The 14th does not rewrite "natural born citizen" because "natural born citizen" is an act of God, and cannot be overwritten by a naturalization act like the 14th amendment.
God forgot to sign it so that does not count. You forgot to write it in red ink, so it's at best the word of doG.
The Constitution is written in terms of the English common law. The English judges were not God either.
The Constitution contains no definition of natural born citizen and never has.
https://www.congress.gov/bill/110th-congress/senate-resolution/511/text
S. RES. 511
Recognizing that John Sidney McCain, III, is a natural born citizen
[Excerpt]
"Whereas the term “natural born Citizen”, as that term appears in Article II, Section 1, is not defined in the Constitution of the United States;"

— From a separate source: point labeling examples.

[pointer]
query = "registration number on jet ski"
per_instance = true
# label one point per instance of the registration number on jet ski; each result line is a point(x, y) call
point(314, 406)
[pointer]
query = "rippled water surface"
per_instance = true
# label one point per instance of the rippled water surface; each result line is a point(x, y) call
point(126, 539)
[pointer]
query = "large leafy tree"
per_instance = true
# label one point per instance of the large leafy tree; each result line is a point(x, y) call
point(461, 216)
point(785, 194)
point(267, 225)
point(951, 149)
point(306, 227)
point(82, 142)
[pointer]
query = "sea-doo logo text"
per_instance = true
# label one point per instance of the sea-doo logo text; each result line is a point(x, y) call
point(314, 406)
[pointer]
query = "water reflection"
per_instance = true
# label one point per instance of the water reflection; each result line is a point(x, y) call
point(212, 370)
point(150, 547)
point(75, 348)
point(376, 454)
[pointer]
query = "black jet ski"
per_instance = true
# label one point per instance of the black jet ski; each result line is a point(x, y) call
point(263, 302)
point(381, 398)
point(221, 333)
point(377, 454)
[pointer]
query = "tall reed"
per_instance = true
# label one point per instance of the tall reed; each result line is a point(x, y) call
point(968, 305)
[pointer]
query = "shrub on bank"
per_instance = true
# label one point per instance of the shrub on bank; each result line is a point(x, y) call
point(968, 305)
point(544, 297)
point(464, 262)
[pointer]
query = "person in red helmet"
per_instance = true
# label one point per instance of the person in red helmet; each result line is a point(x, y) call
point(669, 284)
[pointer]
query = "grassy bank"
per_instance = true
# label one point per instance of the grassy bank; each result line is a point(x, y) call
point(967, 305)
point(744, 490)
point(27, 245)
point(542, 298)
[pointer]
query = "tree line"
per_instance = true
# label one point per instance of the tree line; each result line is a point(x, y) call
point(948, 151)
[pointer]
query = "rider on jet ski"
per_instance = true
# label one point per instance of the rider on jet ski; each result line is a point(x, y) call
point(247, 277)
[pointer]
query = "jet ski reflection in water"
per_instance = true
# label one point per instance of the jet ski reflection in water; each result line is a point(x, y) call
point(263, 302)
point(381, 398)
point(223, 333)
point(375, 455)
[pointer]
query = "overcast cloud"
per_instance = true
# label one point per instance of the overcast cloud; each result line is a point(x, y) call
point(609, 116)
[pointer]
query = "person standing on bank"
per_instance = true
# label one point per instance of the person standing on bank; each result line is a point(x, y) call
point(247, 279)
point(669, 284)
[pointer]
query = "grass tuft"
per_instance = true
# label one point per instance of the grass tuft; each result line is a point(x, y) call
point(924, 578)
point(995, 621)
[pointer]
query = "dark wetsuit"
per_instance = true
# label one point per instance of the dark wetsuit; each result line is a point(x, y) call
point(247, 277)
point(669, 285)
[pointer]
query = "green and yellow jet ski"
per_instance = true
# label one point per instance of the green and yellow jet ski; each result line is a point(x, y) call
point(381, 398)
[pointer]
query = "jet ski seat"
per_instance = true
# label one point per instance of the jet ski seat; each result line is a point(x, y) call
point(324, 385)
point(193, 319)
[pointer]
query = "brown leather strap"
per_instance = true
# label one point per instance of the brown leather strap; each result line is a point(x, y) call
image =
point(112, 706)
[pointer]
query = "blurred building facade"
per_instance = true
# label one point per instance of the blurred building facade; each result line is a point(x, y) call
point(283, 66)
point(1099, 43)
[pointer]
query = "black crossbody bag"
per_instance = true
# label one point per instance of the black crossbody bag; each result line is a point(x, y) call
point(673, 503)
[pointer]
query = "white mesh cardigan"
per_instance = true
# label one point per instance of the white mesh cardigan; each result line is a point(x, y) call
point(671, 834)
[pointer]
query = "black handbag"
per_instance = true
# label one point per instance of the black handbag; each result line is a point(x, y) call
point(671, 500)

Wong Kim Ark at 169 U.S. 662-63:
In United States v. Rhodes (1866), Mr. Justice Swayne, sitting in the Circuit Court, said: "All persons born in the allegiance of the King are natural-born subjects, and all persons born in the allegiance of the United States are natural-born citizens. Birth and allegiance go together. Such is the rule of the common law, and it is the common law of this country, as well as of England. . . . We find no warrant for the opinion that this great principle of the common law has ever been changed in the United States. It has always obtained here with the same vigor, and subject only to the same exceptions, since as before the Revolution."
No it isn't. There is no provision in English law that allows a Republic. English Law is monarchical law, and anything incompatible with monarchy is incompatible with English law.
Feudal laws tying men to the land were all excised from our system.